A single workflow with one input source, one output system, and a small set of branches lands inside the $500 to $2,000 Small Integration tier. A multi-flow project that mixes web (Playwright) and desktop (UIA or AX) automations, with audit logging and a recovery path for when the target app updates its accessible names, sits inside the $2,000 to $10,000+ Custom System tier. Ongoing maintenance is the part most automation vendors will not put a number on; on c0nsl that is the $1,000 to $5,000 per month retainer, and it is only offered after the initial build.

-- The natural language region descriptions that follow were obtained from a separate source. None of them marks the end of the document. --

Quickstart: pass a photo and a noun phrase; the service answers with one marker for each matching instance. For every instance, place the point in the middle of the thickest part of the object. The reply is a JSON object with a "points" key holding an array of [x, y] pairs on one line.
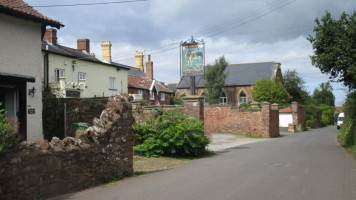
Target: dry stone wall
{"points": [[43, 169]]}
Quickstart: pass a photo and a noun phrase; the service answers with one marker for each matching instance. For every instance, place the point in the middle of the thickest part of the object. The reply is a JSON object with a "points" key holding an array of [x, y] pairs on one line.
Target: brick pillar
{"points": [[194, 107]]}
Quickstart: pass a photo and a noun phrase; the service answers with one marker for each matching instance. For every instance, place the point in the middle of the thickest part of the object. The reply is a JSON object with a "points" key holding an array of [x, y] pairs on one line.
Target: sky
{"points": [[242, 31]]}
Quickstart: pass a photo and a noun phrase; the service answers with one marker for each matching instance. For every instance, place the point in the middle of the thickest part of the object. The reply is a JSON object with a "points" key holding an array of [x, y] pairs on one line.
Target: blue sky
{"points": [[242, 31]]}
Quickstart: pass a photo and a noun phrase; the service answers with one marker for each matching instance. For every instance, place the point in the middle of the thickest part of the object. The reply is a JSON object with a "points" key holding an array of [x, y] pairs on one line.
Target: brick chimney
{"points": [[106, 51], [83, 44], [139, 60], [51, 36], [149, 68]]}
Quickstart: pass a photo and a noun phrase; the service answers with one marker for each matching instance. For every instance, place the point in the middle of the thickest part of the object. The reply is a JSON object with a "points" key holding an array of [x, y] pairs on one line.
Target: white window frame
{"points": [[112, 83], [242, 100], [81, 76], [223, 100], [58, 73], [152, 95]]}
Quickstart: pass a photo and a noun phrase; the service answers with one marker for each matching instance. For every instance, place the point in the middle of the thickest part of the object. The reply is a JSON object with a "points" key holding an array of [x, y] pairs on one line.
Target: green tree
{"points": [[324, 95], [295, 86], [269, 90], [215, 80], [334, 45]]}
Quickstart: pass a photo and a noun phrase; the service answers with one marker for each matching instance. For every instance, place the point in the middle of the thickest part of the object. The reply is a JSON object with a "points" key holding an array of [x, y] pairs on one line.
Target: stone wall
{"points": [[82, 110], [261, 121], [43, 169]]}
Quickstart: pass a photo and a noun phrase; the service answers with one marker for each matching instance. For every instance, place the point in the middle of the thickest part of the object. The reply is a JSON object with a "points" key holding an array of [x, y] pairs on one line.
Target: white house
{"points": [[77, 73], [21, 30]]}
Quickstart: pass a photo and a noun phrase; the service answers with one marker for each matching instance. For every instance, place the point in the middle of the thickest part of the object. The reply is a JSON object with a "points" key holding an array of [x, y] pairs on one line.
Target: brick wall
{"points": [[299, 115], [43, 169], [227, 119]]}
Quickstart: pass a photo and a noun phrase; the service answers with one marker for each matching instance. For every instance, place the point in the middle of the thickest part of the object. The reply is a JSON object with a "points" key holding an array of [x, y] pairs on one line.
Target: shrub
{"points": [[8, 132], [171, 134], [347, 133]]}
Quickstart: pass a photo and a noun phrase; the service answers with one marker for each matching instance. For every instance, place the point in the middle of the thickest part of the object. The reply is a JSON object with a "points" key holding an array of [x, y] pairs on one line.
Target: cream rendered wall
{"points": [[20, 53], [97, 75]]}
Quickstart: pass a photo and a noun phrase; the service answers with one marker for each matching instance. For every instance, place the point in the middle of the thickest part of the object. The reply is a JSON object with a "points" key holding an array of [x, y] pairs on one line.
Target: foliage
{"points": [[295, 86], [323, 95], [269, 90], [347, 133], [335, 47], [215, 80], [171, 134], [8, 132]]}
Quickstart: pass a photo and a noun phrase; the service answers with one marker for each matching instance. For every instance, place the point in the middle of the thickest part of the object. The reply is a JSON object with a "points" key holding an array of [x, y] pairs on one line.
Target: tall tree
{"points": [[215, 80], [324, 95], [295, 86], [334, 45], [269, 90]]}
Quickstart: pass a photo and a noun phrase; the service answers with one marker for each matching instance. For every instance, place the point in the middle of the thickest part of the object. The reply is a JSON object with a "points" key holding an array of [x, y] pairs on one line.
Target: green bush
{"points": [[8, 132], [171, 134], [347, 132]]}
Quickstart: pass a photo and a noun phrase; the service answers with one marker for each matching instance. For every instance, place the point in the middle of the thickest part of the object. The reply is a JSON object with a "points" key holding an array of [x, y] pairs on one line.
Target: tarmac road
{"points": [[305, 166]]}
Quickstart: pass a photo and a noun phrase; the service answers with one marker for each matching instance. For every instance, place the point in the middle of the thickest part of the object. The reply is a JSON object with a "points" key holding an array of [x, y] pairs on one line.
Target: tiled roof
{"points": [[21, 9], [75, 53], [238, 74], [136, 72], [145, 83], [286, 110]]}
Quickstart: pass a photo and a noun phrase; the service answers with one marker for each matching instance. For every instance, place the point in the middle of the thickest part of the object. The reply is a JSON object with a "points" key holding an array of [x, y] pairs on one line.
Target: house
{"points": [[21, 30], [238, 83], [78, 73], [145, 85]]}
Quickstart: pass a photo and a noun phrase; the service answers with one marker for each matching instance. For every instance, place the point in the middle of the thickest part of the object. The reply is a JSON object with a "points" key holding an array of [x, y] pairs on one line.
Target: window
{"points": [[81, 76], [58, 73], [242, 98], [152, 95], [111, 83], [223, 99]]}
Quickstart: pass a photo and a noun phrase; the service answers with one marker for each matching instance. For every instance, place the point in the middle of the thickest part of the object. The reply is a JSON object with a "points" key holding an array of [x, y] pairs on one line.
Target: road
{"points": [[308, 165]]}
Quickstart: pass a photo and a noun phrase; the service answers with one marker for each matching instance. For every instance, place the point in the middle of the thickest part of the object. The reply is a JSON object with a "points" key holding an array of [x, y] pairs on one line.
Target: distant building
{"points": [[238, 83], [77, 73], [22, 28], [143, 84]]}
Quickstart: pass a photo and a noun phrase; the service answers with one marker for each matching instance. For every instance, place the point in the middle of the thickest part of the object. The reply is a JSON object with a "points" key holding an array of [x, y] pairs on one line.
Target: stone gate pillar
{"points": [[194, 107]]}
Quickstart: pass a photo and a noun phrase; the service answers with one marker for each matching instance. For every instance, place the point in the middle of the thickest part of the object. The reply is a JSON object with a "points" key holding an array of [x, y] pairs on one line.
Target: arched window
{"points": [[223, 99], [242, 98]]}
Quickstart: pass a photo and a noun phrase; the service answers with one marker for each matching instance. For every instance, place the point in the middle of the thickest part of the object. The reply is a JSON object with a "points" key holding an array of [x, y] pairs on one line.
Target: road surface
{"points": [[306, 166]]}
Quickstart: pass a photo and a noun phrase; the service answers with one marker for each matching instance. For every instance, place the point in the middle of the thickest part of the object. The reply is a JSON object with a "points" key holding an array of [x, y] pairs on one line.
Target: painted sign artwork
{"points": [[192, 59]]}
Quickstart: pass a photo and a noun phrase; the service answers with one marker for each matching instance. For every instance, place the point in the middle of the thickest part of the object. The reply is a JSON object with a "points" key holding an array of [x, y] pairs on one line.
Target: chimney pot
{"points": [[83, 44], [149, 68], [50, 36]]}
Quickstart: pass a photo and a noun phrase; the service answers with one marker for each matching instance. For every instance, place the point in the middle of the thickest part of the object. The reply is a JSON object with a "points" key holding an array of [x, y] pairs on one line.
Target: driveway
{"points": [[307, 165]]}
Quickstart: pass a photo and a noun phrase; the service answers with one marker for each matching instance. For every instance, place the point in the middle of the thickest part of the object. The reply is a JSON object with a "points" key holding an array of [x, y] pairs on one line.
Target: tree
{"points": [[334, 45], [324, 95], [215, 80], [269, 90], [295, 86]]}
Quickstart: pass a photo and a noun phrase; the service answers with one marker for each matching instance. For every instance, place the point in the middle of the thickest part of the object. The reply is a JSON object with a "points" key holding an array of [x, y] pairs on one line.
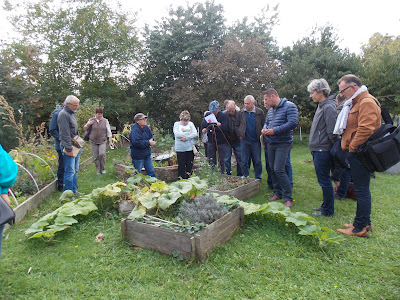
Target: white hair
{"points": [[69, 99], [251, 98]]}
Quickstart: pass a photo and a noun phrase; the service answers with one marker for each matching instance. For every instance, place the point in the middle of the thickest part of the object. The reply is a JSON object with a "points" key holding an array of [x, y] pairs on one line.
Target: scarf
{"points": [[341, 121]]}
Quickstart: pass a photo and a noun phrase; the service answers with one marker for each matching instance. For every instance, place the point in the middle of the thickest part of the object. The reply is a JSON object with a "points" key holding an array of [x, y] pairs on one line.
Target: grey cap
{"points": [[139, 116]]}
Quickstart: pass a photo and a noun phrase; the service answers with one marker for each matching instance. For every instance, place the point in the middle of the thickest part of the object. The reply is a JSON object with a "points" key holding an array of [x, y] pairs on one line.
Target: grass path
{"points": [[265, 260]]}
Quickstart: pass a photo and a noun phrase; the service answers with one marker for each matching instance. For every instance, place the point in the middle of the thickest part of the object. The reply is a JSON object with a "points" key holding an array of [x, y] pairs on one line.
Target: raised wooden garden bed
{"points": [[250, 188], [190, 246], [167, 174]]}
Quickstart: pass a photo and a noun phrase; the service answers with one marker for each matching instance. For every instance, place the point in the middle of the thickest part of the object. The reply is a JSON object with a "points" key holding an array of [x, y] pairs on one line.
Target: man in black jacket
{"points": [[233, 139], [216, 129], [248, 128]]}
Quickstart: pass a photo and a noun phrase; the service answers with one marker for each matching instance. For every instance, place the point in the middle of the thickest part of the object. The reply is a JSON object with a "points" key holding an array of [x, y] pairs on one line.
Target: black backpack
{"points": [[382, 150]]}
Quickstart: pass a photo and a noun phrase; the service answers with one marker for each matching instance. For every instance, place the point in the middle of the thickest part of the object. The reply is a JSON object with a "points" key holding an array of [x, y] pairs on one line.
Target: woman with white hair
{"points": [[322, 140], [185, 134]]}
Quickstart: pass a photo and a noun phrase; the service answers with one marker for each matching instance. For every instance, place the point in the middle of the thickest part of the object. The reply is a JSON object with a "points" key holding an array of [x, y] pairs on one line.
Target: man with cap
{"points": [[141, 140], [216, 128]]}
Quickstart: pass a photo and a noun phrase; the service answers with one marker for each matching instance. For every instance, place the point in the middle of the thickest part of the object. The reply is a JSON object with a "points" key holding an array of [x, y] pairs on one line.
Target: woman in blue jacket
{"points": [[8, 175], [141, 140], [185, 134]]}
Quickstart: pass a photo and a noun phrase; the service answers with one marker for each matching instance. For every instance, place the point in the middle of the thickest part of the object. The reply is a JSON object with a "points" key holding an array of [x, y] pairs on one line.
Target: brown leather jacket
{"points": [[364, 119]]}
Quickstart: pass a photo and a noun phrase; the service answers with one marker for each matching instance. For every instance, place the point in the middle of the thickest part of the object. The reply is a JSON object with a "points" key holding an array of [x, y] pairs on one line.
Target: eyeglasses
{"points": [[342, 91]]}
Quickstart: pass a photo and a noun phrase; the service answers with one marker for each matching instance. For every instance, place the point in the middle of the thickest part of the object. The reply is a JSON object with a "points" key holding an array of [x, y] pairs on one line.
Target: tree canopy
{"points": [[190, 57]]}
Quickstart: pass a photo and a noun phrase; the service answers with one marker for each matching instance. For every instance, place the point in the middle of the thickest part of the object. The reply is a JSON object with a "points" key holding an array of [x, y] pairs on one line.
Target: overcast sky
{"points": [[354, 20]]}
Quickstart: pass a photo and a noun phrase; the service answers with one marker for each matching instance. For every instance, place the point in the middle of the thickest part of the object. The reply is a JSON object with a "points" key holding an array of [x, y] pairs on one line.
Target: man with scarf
{"points": [[358, 120]]}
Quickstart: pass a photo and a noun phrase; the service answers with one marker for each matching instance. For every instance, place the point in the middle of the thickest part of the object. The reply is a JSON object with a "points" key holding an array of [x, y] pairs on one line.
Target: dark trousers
{"points": [[277, 157], [288, 168], [322, 163], [60, 169], [219, 150], [185, 164], [361, 179]]}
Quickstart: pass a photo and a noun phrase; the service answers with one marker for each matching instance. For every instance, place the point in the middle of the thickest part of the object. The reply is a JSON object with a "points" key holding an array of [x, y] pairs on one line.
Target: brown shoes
{"points": [[349, 231], [288, 203], [274, 198], [369, 228]]}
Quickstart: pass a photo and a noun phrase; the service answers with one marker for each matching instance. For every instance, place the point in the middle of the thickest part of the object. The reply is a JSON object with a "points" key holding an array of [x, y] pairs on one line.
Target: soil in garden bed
{"points": [[231, 182]]}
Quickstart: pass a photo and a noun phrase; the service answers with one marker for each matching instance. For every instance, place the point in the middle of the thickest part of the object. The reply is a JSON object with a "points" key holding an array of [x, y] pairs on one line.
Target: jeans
{"points": [[185, 163], [71, 168], [361, 179], [238, 155], [322, 164], [60, 169], [253, 149], [344, 184], [288, 168], [1, 237], [222, 150], [147, 163], [277, 155]]}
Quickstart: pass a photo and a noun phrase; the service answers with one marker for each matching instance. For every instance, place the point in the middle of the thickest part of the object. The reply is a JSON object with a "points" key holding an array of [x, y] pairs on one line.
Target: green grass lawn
{"points": [[266, 260]]}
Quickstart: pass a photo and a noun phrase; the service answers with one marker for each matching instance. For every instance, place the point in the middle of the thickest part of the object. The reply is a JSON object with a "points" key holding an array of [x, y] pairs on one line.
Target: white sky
{"points": [[355, 21]]}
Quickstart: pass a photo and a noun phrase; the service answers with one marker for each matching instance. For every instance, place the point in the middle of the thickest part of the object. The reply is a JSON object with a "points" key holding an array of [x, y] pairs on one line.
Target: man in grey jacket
{"points": [[321, 141], [68, 128], [248, 128]]}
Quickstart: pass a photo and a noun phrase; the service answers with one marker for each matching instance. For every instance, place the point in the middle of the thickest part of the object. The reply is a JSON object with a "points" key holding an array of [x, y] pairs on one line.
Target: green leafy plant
{"points": [[307, 225], [60, 219], [203, 209]]}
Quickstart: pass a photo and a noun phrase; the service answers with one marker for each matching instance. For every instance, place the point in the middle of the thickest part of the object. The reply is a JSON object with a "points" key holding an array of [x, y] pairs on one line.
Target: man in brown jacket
{"points": [[363, 119]]}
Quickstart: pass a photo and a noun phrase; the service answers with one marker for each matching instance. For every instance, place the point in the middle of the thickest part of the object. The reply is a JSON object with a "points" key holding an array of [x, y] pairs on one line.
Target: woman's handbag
{"points": [[7, 215], [87, 133]]}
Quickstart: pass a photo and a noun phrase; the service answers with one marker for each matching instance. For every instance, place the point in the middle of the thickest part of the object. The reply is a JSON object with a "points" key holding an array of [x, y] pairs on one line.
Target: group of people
{"points": [[348, 118], [244, 133], [64, 128]]}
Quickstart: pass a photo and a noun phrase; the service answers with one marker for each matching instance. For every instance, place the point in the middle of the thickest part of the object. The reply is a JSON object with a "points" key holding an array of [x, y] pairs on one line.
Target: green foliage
{"points": [[306, 224], [160, 195], [173, 44], [60, 219], [313, 57], [381, 62], [203, 209]]}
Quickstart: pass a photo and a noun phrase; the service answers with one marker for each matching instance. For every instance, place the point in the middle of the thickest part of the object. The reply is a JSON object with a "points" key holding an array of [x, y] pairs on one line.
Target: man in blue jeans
{"points": [[141, 140], [321, 141], [53, 129], [248, 128], [361, 115], [288, 165], [68, 128], [282, 118]]}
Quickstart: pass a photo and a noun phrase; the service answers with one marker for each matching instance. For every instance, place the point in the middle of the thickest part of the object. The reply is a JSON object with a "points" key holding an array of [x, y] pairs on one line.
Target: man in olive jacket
{"points": [[361, 117], [248, 128], [68, 128]]}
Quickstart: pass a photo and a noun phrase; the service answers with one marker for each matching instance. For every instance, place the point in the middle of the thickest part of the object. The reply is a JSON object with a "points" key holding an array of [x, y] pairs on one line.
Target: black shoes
{"points": [[321, 214]]}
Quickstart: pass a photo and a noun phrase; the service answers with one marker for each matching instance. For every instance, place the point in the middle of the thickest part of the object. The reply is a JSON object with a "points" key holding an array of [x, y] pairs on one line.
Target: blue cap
{"points": [[214, 105]]}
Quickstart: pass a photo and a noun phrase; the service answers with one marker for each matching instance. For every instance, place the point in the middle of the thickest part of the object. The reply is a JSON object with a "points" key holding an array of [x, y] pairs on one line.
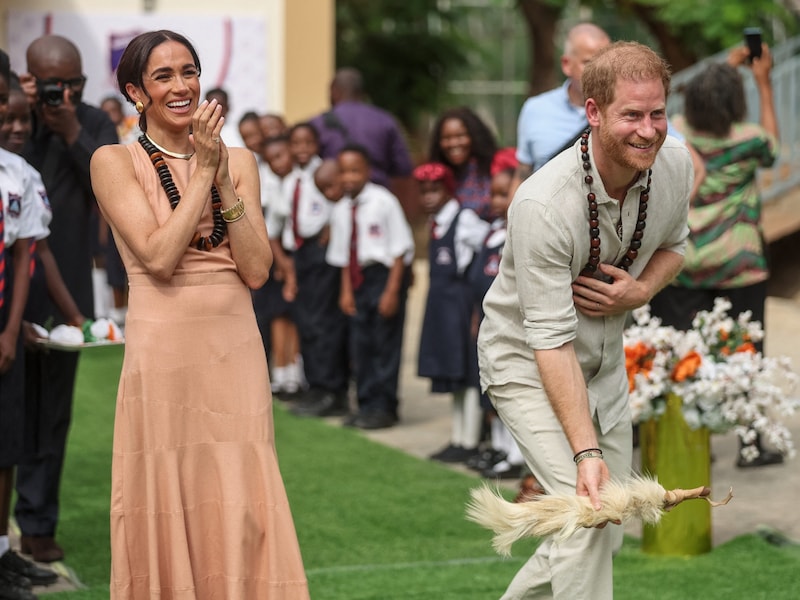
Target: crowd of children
{"points": [[333, 312]]}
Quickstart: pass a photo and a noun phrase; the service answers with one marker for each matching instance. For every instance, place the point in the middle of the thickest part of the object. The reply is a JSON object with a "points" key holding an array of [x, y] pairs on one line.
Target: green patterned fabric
{"points": [[726, 245]]}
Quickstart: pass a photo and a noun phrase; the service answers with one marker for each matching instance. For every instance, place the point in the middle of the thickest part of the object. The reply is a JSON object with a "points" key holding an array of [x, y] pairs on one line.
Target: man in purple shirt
{"points": [[351, 120]]}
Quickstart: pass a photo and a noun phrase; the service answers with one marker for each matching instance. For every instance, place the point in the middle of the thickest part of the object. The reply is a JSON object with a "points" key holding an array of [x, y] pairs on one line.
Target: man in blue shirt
{"points": [[551, 120]]}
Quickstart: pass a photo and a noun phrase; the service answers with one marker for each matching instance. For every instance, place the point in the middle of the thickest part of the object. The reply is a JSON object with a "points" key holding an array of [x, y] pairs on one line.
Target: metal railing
{"points": [[784, 175]]}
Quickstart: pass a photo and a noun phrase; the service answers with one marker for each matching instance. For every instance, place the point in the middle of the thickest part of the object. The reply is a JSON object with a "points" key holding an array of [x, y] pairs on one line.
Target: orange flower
{"points": [[687, 366], [638, 359]]}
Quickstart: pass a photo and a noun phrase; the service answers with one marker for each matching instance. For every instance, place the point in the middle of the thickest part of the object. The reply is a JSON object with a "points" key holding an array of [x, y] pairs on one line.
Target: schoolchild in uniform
{"points": [[19, 224], [372, 244], [448, 350], [303, 217], [503, 460], [273, 310]]}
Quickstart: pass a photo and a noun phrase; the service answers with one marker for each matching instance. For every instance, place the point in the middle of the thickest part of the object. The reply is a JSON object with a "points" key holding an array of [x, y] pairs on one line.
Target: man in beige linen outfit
{"points": [[550, 346]]}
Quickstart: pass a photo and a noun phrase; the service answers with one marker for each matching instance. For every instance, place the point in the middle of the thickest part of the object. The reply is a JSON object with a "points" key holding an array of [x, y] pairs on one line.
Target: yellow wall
{"points": [[310, 30], [300, 34]]}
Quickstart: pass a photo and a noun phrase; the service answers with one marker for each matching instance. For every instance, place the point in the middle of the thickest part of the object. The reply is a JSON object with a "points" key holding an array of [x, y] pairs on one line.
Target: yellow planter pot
{"points": [[681, 458]]}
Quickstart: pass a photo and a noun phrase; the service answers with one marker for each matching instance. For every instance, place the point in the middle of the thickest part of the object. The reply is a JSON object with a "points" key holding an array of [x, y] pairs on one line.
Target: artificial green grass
{"points": [[377, 524]]}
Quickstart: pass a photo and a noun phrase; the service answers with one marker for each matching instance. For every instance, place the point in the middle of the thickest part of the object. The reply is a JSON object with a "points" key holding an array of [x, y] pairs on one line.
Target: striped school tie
{"points": [[2, 253]]}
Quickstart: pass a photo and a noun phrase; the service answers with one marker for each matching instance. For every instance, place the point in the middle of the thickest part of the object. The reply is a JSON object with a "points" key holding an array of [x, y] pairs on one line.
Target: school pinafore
{"points": [[447, 352]]}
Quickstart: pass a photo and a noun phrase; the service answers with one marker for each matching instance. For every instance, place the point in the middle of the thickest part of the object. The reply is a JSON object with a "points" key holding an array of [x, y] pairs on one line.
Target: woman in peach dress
{"points": [[198, 507]]}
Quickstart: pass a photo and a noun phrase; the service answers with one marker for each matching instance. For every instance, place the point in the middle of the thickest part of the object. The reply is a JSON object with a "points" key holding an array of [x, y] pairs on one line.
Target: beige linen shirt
{"points": [[529, 305]]}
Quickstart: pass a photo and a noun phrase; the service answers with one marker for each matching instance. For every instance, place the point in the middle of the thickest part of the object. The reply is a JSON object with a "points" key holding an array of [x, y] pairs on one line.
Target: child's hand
{"points": [[387, 305]]}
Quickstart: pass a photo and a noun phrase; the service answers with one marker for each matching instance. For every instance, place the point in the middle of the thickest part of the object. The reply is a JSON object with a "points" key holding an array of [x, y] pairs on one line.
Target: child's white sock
{"points": [[473, 417], [278, 379], [457, 433], [496, 434]]}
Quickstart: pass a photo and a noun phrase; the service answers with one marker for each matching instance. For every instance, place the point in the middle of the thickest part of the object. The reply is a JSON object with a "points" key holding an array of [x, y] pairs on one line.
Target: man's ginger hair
{"points": [[628, 61]]}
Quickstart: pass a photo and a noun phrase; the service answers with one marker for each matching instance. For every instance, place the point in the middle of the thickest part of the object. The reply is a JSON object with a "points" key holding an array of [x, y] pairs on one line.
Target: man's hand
{"points": [[592, 476], [596, 298]]}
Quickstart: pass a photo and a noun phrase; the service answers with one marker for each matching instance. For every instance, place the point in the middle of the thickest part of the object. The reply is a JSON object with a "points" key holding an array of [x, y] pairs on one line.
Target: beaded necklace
{"points": [[198, 241], [594, 220]]}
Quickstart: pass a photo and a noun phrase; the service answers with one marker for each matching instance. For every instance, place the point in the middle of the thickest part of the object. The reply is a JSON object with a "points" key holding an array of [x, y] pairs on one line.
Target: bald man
{"points": [[66, 132], [352, 120]]}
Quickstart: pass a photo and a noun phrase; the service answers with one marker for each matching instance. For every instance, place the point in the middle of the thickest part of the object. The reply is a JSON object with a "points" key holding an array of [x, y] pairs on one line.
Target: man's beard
{"points": [[621, 153]]}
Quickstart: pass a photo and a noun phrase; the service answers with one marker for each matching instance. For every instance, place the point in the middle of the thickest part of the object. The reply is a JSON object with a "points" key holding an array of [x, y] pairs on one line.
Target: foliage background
{"points": [[421, 56]]}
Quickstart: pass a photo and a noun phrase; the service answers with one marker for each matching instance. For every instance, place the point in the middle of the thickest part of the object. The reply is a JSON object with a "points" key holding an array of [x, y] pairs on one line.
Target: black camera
{"points": [[752, 37], [50, 93]]}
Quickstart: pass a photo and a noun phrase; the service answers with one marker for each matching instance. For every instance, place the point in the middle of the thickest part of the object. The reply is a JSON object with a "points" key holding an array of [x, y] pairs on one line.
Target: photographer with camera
{"points": [[66, 132]]}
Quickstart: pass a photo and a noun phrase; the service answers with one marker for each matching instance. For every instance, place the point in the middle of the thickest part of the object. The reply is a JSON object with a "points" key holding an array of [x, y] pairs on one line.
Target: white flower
{"points": [[732, 387]]}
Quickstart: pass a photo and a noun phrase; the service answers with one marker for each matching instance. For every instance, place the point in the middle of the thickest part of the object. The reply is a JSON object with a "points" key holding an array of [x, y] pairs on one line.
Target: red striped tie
{"points": [[356, 275], [298, 241], [32, 252], [2, 254]]}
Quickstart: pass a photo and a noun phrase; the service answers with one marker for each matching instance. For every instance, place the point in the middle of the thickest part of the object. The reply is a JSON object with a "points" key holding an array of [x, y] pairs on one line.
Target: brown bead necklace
{"points": [[594, 219], [198, 241]]}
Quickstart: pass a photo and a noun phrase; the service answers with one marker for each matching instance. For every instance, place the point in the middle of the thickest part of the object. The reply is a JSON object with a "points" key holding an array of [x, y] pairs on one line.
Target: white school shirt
{"points": [[270, 188], [383, 231], [313, 209], [470, 232], [22, 202]]}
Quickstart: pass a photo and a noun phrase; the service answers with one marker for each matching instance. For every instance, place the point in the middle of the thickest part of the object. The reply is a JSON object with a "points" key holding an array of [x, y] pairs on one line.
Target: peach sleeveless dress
{"points": [[198, 507]]}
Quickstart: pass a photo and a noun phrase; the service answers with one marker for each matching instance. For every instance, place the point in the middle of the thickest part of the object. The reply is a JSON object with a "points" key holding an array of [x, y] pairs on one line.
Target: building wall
{"points": [[300, 47]]}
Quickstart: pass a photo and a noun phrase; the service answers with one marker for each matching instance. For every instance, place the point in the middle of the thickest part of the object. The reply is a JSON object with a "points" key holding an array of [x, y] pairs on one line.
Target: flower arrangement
{"points": [[714, 368]]}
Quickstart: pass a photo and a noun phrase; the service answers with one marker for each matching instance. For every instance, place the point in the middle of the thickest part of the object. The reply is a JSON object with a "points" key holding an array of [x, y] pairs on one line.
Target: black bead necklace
{"points": [[198, 241], [594, 218]]}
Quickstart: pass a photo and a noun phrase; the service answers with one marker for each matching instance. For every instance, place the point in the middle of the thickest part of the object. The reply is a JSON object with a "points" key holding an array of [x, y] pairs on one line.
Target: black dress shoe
{"points": [[455, 454], [11, 592], [41, 548], [375, 420], [14, 586], [11, 561]]}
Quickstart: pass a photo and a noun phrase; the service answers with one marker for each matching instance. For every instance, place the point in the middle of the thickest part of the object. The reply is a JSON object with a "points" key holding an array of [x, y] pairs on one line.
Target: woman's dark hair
{"points": [[714, 100], [483, 143], [134, 61], [5, 65]]}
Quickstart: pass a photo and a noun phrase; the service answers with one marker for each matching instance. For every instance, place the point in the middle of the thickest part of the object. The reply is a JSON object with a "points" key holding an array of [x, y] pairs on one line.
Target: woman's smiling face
{"points": [[171, 79], [455, 142]]}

The rates are published on the homepage and the same number on the discovery call as on the kickoff call.

Where does AI fit in this stack, and where does it absolutely not fit?

AI fits in two places: as the classifier that decides which branch the deterministic accessibility-tree script should take (categorize this email, extract these fields, judge this listing), and as the operator-facing layer that explains the run in plain language. AI does not fit as the thing clicking the actual buttons. Computer-use agents that drive the screen by reading pixels and re-deciding every step are still an order of magnitude more expensive per run than a deterministic UIA or AX script and they hallucinate clicks on long sequences. The right pattern is the same eighty-twenty split that the rest of the c0nsl service catalog uses: AI for the parts that need judgement, accessibility-tree scripts for the parts that need reliability.

Does using the accessibility tree for automation count as breaking the terms of service of a SaaS app?

It depends on the app and its terms, but the accessibility tree is part of the operating system's public API on every supported platform: it exists so screen readers and assistive technology can drive any app a user can drive. Reading the tree is not different in kind from a person operating the same window. That said, automating actions on a third-party SaaS account at scale crosses into territory many vendors restrict in their terms (rate limits, no scripted access, no shared credentials). The right move on a scoping call is to read the actual terms of the target app first, sign the engagement only on the workflows where the SaaS vendor's policy permits operator-driven automation, and document the boundary in the proposal so nobody is surprised six months in.